More simple tools. There are times when you need to add a profile or decorative element, especially small ones, when a router won't work as well or you can't find the right profile.

Easy solution is to MAKE the profile on a scratch stock and scrape it into the wood. The profile is cut into a scrap piece of card scraper or hacksaw blade (anneal the hacksaw blade to make shaping easier). Then you use a holder with an integral fence to run down the edge of your workpiece, scraping away until the wood matches the profile.

This one is meant for straight runs and gentle curves as it has a flat fence. If the fence were shaped more like a "V" with the point facing out, it could ride a tighter curve.

This scratch stock is made from white oak (left overs from another project) about 7" long and 2-1/2" wide, each piece is a little more than 3/4" thick. The bolts, while over-kill, were some 1/4-20's I had lying about the shop. On the back side they mate into some T-nuts. A zero dollar investment as all parts are leftovers from other projects and experiments.  Rather industrial looking but it felt fine in my hands as I made some test cuts.

To create the profile on the scraper blades I paint them with Dyechem then start using circle templates and rulers with a metal scribe to scratch the outline I want. Next come the files, round ones, triangular ones, flat mill files all work great. Especially the various sizes of round chainsaw files.

A little filing to the line then use an oilstone/waterstone/sandpaper-on-glass to smooth the faces, removing the filing burr. Done! The scraper blade is square on its sides, no complicated sharpening required. 

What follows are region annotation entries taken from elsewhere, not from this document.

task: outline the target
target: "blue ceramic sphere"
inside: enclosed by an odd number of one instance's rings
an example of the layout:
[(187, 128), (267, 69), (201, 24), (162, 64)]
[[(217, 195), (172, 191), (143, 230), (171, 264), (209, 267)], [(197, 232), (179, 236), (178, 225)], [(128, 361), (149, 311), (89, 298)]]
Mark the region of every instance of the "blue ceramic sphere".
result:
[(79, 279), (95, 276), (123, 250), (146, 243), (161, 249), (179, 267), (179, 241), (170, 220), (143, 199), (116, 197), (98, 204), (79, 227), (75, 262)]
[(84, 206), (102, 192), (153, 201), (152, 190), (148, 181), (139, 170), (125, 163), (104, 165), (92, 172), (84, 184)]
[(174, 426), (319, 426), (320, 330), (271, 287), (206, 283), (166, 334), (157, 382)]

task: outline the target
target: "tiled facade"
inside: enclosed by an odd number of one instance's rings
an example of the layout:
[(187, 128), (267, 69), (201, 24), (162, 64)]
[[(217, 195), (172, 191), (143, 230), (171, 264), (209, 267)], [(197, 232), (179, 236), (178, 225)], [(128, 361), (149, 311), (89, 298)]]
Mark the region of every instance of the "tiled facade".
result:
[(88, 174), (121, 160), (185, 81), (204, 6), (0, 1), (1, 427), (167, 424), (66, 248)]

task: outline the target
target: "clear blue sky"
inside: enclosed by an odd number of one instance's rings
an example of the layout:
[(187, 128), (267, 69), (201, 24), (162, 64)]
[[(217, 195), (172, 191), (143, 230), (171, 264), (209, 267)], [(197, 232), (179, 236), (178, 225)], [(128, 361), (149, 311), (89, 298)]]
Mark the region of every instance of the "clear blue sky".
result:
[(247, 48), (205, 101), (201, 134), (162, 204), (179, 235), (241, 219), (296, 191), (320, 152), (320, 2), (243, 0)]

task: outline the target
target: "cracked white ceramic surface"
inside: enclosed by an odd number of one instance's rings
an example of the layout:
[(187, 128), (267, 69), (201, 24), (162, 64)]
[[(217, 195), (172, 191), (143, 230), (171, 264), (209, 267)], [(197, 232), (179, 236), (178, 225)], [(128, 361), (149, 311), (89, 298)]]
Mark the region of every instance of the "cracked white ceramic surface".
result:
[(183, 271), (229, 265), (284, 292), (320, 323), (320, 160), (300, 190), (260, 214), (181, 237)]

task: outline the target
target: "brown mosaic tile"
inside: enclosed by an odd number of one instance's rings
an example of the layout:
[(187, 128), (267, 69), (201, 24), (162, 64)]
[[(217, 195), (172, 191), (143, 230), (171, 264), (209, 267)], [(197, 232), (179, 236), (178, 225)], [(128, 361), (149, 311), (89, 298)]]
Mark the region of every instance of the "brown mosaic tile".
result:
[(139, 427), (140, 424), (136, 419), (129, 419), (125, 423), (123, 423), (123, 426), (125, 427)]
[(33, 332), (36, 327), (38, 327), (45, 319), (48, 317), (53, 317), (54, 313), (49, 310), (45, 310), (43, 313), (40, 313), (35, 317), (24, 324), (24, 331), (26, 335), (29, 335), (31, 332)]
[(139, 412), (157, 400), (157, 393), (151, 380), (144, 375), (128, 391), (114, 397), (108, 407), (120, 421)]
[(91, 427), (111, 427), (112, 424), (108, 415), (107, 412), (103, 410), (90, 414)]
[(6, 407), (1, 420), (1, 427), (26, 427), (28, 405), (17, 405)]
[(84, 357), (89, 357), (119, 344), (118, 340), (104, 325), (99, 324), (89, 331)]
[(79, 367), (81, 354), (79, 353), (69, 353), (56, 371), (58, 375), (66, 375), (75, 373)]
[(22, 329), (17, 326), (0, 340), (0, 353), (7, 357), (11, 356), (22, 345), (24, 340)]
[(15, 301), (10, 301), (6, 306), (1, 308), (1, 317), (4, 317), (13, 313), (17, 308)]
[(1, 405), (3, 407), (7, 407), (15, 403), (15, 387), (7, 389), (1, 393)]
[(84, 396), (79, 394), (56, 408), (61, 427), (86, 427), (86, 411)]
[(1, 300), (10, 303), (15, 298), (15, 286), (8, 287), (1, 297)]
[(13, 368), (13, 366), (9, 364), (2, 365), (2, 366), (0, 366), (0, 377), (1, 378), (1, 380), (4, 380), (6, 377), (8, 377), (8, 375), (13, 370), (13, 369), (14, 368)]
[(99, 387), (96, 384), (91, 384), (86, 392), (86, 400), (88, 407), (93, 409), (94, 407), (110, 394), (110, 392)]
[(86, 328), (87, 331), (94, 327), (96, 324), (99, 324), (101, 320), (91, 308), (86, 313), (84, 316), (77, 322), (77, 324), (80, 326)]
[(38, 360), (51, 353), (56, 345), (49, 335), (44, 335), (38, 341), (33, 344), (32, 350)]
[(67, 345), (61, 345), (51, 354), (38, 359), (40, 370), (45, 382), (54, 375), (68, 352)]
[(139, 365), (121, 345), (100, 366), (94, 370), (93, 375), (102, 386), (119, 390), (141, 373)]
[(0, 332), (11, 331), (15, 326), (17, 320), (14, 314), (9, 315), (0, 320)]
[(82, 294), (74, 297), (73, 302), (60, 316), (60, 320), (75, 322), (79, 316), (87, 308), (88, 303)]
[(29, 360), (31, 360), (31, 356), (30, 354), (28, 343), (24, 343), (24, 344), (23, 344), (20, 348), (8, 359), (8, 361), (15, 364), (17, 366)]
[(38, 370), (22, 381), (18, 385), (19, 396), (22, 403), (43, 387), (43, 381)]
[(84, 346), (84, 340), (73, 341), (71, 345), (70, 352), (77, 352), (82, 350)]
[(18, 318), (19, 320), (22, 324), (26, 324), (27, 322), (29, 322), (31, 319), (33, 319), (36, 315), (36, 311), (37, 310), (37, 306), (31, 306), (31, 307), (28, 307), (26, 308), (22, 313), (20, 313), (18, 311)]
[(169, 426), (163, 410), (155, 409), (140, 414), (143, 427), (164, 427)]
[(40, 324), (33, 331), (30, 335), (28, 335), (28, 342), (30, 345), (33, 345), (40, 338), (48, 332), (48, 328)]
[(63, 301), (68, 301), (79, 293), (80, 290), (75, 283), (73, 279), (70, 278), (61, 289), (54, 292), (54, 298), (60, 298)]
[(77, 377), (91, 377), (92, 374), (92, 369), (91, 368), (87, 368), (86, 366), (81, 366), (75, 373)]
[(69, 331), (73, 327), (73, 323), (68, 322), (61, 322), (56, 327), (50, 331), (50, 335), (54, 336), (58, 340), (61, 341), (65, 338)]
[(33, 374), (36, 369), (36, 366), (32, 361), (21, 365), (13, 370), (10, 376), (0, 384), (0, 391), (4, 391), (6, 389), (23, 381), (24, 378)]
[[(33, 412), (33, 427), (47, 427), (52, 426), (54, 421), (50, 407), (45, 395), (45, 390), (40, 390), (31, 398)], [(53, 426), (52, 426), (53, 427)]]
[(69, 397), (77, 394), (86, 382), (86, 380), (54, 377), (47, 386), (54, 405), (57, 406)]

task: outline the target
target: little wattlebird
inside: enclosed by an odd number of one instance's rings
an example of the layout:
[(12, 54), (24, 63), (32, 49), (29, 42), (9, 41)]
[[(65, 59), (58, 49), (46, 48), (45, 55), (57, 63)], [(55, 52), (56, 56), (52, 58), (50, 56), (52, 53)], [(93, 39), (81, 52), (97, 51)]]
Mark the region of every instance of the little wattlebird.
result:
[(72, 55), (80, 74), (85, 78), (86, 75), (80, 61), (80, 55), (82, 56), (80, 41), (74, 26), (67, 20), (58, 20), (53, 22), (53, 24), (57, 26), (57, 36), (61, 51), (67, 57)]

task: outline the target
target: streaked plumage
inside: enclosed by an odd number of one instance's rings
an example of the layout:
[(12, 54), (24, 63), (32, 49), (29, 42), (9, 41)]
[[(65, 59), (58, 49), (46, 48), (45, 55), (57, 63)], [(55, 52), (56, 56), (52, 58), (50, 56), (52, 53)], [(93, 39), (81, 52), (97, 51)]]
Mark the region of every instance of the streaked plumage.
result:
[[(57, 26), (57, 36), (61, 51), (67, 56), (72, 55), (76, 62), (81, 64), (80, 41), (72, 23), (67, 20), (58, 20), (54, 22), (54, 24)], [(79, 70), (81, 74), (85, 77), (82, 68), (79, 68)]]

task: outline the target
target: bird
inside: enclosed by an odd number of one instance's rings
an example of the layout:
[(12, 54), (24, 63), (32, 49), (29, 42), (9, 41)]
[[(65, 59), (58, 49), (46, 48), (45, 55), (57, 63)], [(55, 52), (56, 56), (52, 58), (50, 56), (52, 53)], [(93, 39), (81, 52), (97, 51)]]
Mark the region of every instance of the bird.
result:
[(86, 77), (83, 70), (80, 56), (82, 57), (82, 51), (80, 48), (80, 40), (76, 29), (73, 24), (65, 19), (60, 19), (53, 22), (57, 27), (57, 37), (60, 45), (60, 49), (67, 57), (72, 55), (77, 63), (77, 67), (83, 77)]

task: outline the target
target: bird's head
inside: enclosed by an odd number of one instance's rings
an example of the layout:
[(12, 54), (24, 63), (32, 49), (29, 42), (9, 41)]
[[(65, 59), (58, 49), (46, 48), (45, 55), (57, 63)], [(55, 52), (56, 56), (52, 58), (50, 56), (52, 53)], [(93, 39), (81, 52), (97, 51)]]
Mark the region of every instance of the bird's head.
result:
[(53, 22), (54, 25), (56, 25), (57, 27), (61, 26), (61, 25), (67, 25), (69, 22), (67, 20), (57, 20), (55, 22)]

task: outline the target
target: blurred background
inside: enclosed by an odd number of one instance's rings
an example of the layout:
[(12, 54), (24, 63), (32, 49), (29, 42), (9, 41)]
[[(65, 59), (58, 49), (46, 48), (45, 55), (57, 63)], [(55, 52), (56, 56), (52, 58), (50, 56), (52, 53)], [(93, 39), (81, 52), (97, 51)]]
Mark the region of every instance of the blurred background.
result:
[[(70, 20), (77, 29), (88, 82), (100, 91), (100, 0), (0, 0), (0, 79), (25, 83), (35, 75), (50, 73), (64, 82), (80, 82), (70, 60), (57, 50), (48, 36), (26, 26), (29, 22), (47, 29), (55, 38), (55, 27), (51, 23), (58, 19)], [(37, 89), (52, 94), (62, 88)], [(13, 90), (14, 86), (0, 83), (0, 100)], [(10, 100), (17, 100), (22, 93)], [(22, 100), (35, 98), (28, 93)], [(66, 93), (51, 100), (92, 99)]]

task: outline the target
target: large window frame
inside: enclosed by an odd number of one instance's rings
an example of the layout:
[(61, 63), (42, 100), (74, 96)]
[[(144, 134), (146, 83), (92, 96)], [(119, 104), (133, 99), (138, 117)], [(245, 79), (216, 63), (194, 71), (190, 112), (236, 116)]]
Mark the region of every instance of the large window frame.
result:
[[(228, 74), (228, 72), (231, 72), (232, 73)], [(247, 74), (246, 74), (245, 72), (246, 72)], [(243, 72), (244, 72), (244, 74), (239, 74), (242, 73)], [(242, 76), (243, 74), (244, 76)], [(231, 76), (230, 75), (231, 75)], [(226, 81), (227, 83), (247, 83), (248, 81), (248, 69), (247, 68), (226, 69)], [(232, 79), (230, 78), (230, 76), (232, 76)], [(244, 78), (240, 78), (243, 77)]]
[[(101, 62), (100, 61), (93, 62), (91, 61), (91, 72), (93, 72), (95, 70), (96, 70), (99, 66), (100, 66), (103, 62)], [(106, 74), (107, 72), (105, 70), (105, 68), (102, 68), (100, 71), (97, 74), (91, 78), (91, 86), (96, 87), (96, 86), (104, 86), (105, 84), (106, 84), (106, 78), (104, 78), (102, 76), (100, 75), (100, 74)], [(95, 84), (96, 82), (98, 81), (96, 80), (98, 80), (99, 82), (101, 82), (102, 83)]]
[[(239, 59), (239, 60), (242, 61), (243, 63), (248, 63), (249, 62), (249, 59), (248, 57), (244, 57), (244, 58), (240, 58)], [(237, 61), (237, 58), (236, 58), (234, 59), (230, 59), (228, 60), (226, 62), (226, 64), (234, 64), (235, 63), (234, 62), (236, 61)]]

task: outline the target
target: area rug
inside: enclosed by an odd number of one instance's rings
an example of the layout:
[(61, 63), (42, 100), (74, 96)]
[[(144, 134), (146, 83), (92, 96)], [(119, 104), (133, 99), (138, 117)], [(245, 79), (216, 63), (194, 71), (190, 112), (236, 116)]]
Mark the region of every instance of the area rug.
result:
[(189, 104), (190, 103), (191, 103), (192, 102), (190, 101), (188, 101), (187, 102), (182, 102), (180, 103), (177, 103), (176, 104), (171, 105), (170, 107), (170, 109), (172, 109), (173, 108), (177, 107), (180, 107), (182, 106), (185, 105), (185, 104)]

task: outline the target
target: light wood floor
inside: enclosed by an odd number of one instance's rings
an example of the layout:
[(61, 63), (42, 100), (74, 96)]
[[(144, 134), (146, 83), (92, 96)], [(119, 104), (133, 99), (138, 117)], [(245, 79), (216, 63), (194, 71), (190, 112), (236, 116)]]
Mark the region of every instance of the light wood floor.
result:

Another use is to create a square "tooth" cutter and then you can cut in grooves for stringing, such as you see in Federal style pieces. A slightly different type of scraper holder is used to help size the stringing to fit the groove. Those holders often have a fixed fence and a sliding fence that you set to the depth of the stringing. Then by pulling the stringing over little bit of flat scraper exposed between the two fences you can ease it to the exact width you need.

One more trick you can do with a scratch stock that a router can't do, it can cut the profile to a stopped line without the sort of curved entry/exit points that a spinning router bit would create. Clamp down some stop blocks and just scrape until you hit the stop. This is one way of creating a profile on a drawer front or leg that turns a right angle or transitions into a curve.


----------



## gal turner (Mar 3, 2010)

I've used many a scratch stock in my day, and yes they are the cat's pajamas. I like the fine detail one can produce& that it looks handmade...no screaming router. Good tool!


----------



## drasbell (Feb 6, 2009)

I my self have never used one but have known of their use, with this intro and info perhaps I should look into it..I can already see some uses for the tool already. thanks


----------



## rwyoung (Aug 3, 2008)

gal turner said:


> I've used many a scratch stock in my day, and yes they are the cat's pajamas. I like the fine detail one can produce& that it looks handmade...no screaming router. Good tool!


Easier to make the scratch stock than to fit pajamas on a cat. 

Another side benefit of the scratch stock is there is little to no sanding required on the finished profile. No chatter marks from a spinning bit/blade to remove. In some woods, a quick dab with denatured alcohol to soften the fibers for the last pass or two may be necessary. However woods like cherry, walnut and mahogany (even the faux mahoganies) take a scraped profile very well.


----------



## CanuckGal (Nov 26, 2008)

Great idea Rob! Much more economical then the ones from Lee Valley.


----------